La racconto spesso, è una storia che
mi è rimasta in mente e il ricordo non accenna a sbiadirsi.
Trentanove anni fa, 23 novembre
1980, ero a Livorno impegnato nel servizio militare.
Tranquilli!
Non facevo il paracadutista, ero
soltanto un semplice soldatino dell'Ospedale militare, contabile nell'ufficio
amministrazione, figuratevi che guerriero!

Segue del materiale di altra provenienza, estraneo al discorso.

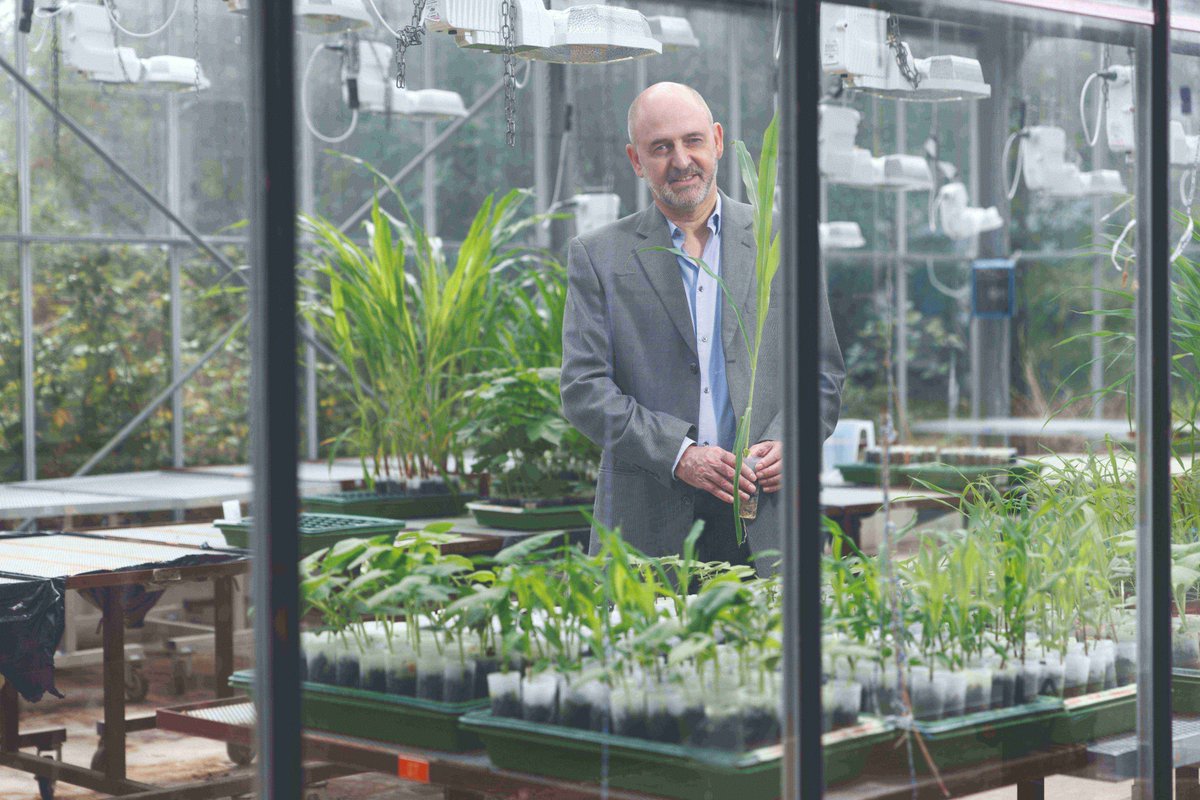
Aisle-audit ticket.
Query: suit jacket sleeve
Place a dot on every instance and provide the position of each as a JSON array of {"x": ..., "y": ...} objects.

Il 23 novembre 1980 era domenica e
io ero impegnato come capoguardia per tutto il fine settimana, avevo tramato
per fare quel servizio: abbastanza vicino a Dicembre da garantirmi di
non rischiare la licenza natalizia.
Durante tutto il pomeriggio
domenicale, io e Carmine, il sergente di giornata, avevamo corteggiato la
fidanzata di un nostro ricoverato.
La ragazza era giovane e molto
vistosa, ricordo i suoi seni procaci, gli occhi cerulei e i lunghi capelli
biondi a boccoli, ci dava corda per allungare il tempo della visita al suo
fidanzato e noi, giovani torelli prigionieri dei nostri ardori, le lasciammo
tutto il tempo che voleva.
Verso sera, sbolliti i fumi, ci
siamo accorti che avevamo dimenticato tutte le consegne, io non avevo mandato
il soldato a controllare le comunicazioni del comando militare, poteva essere
scoppiata la guerra e noi non lo sapevamo, Carmine non aveva guidato la ronda
di ispezione - c'era, lo abbiamo scoperto dopo, il vetro di una finestra rotto
e non lo segnalò -, nessun controllo sulle entrate e le uscite; insomma,
eravamo un po' preoccupati.
Erano le venti quando incominciarono
ad arrivare le telefonate dei soldati napoletani, in licenza e in fuga, ci
avvertivano che non sarebbero rientrati e di coprirli al controllo del mattino:
un terremoto aveva spianato l'Irpinia e fatto ballare mezza Napoli.